Creating Your Own Issues Manager#
This guide walks through the process of creating your own
IssueManager
to detect a custom-defined type of issue alongside the pre-defined issue types in
Datalab
.
See also
register
:You can either use this function at runtime to register a new issue manager:
from cleanlab.datalab.internal.issue_manager_factory import register register(MyIssueManager) # Defaults to task="classification" # register(MyIssueManagerForRegression, task="regression") # Alternative for regression tasks
or add as a decorator to the class definition (currently only works for classification tasks):
@register class MyIssueManager(IssueManager): ...
Prerequisites#
As a starting point for this guide, we’ll import the necessary things for the next section and create a dummy dataset.
Note
Using Datalab requires additional dependencies beyond the rest of the cleanlab
package. To install them, run:
$ pip install "cleanlab[datalab]"
For the developmental version of the package, install from source:
$ pip install "git+https://github.com/cleanlab/cleanlab.git#egg=cleanlab[datalab]"
import numpy as np
import pandas as pd
from cleanlab import IssueManager
# Create a dummy dataset
N = 20
data = pd.DataFrame(
{
"text": [f"example {i}" for i in range(N)],
"label": np.random.randint(0, 2, N),
},
)
Implementing IssueManagers#
Basic Issue Check#
To create a basic issue manager, inherit from the
IssueManager
class,
assign a name to the class as the class-variable, issue_name
, and implement the
find_issues
method.
The find_issues
method should mark each example in the dataset as an issue or not with a boolean array.

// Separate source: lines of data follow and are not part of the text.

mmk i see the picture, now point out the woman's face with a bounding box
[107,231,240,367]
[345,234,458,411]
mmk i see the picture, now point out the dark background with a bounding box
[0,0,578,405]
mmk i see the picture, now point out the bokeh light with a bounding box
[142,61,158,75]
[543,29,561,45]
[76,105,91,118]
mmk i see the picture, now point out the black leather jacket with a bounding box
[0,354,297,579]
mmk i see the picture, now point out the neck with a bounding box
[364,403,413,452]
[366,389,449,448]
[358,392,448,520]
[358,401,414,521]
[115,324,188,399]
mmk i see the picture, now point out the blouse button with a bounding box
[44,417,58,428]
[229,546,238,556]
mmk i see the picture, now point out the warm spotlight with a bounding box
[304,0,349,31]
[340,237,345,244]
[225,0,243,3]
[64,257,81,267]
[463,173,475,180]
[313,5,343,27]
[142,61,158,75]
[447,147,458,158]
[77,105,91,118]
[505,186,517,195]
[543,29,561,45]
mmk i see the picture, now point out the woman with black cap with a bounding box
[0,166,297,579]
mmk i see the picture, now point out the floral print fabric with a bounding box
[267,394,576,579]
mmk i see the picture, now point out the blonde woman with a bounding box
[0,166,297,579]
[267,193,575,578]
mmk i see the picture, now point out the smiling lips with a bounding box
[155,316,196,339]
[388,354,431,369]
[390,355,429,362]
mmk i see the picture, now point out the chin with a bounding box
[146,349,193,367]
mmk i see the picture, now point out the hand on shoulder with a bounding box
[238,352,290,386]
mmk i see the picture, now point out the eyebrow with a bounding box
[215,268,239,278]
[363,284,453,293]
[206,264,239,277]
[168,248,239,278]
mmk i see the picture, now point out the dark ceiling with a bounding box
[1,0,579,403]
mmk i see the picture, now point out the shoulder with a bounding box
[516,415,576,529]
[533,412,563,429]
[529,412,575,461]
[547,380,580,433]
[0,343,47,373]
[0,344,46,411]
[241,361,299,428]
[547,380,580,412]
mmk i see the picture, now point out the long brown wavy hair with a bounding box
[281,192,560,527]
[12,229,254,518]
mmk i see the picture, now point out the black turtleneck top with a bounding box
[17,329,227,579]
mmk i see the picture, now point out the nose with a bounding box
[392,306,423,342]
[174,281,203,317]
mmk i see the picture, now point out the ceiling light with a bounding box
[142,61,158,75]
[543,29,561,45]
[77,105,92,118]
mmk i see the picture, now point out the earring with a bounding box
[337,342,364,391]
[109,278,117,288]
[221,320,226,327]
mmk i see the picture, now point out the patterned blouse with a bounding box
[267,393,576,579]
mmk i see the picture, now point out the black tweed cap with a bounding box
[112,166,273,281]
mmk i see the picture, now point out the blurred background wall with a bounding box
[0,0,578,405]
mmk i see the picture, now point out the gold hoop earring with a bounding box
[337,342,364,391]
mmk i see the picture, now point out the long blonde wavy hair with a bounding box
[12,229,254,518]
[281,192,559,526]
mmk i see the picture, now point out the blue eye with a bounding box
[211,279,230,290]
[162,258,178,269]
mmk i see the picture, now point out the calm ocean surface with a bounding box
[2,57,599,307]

It should also provide a score for each example in the dataset that quantifies the quality of the example
with regards to the issue.
class Basic(IssueManager):
# Assign a name to the issue
issue_name = "basic"
def find_issues(self, **kwargs) -> None:
# Compute scores for each example
scores = np.random.rand(len(self.datalab.data))

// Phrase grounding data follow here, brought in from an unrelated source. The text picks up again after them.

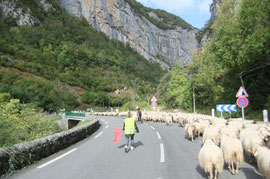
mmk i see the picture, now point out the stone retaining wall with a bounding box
[0,120,100,176]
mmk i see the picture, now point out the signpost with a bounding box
[236,87,249,120]
[216,105,237,118]
[151,96,157,110]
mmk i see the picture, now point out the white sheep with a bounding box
[220,135,243,174]
[198,120,210,136]
[240,129,265,162]
[165,114,173,125]
[220,127,239,139]
[198,139,224,179]
[255,147,270,179]
[203,126,220,145]
[185,123,197,141]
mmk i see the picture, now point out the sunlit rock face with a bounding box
[60,0,200,69]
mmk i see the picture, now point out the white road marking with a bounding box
[160,143,165,163]
[106,125,108,128]
[94,132,103,138]
[145,123,149,126]
[37,148,77,169]
[105,121,108,124]
[156,131,161,139]
[150,126,156,130]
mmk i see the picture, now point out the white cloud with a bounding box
[197,0,212,14]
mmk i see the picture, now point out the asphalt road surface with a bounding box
[5,116,263,179]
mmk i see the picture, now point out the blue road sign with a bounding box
[216,105,237,112]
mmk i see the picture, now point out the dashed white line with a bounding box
[150,126,156,130]
[37,148,77,169]
[105,121,108,124]
[106,125,108,128]
[94,132,103,138]
[156,131,161,139]
[160,143,165,163]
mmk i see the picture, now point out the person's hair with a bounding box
[127,111,131,117]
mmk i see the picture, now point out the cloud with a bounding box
[197,0,212,14]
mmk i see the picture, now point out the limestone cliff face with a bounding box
[60,0,200,68]
[0,0,53,25]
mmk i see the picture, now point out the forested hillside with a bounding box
[158,0,270,118]
[0,0,165,111]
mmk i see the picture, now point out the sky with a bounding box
[135,0,213,29]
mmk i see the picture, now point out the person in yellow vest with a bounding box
[123,111,139,152]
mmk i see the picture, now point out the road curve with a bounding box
[5,116,263,179]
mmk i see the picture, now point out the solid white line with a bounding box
[156,131,161,139]
[106,125,108,128]
[150,126,156,130]
[37,148,77,169]
[94,132,103,138]
[160,143,165,163]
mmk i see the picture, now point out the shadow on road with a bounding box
[240,167,263,179]
[117,141,144,149]
[196,165,208,179]
[133,141,144,148]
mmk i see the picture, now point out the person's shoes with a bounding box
[125,146,128,153]
[130,146,134,150]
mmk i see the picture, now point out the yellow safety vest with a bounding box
[124,118,135,134]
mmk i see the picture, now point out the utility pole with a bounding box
[193,83,196,114]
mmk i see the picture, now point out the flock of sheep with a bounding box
[90,111,270,179]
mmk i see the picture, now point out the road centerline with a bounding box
[94,132,103,138]
[156,131,161,139]
[160,143,165,163]
[37,148,77,169]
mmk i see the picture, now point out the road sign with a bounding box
[236,86,249,97]
[151,96,157,102]
[237,96,249,108]
[216,105,237,112]
[151,101,157,108]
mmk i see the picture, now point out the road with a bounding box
[5,116,263,179]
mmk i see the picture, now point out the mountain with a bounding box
[60,0,200,69]
[0,0,165,111]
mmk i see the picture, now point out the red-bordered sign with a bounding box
[151,96,157,102]
[237,96,249,108]
[151,101,157,108]
[236,86,249,97]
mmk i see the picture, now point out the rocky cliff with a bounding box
[60,0,200,68]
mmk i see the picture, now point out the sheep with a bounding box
[203,126,220,145]
[165,114,173,125]
[220,127,239,139]
[198,139,224,179]
[220,135,243,174]
[240,129,265,162]
[198,120,210,136]
[184,123,197,141]
[179,117,189,127]
[255,147,270,179]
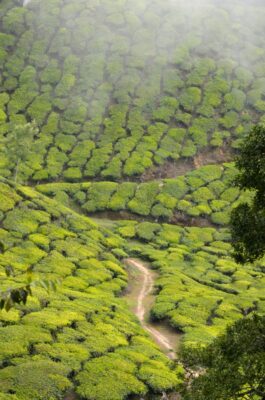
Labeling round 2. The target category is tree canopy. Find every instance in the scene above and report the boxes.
[230,125,265,263]
[181,314,265,400]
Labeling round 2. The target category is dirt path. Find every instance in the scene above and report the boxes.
[125,259,181,359]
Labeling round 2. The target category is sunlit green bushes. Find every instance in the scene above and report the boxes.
[128,182,160,216]
[118,221,265,347]
[0,180,180,399]
[82,182,118,212]
[0,360,71,400]
[77,354,146,400]
[37,163,251,226]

# Construct a dataframe where examples are marked for issues
# and the score for each example is included.
self.issues = pd.DataFrame(
{
f"is_{self.issue_name}_issue" : scores < 0.1,
self.issue_score_key : scores,
},
)
# Score the dataset as a whole based on this issue type
self.summary = self.make_summary(score = scores.mean())
Intermediate Issue Check#
To create an intermediate issue:
Perform the same steps as in the basic issue check section.
Populate the
info
attribute with a dictionary of information about the identified issues.
The information can be included in a report generated by Datalab
,
if you add any of the keys to the verbosity_levels
class-attribute.
Optionally, you can also add a description of the type of issue this issue manager handles to the description
class-attribute.
class Intermediate(IssueManager):
issue_name = "intermediate"
# Add a dictionary of information to include in the report
verbosity_levels = {
0: [],
1: ["std"],
2: ["raw_scores"],
}
# Add a description of the issue
description = "Intermediate issues are a bit more involved than basic issues."
def find_issues(self, *, intermediate_arg: int, **kwargs) -> None:
N = len(self.datalab.data)
raw_scores = np.random.rand(N)
std = raw_scores.std()
threshold = min(0, raw_scores.mean() - std)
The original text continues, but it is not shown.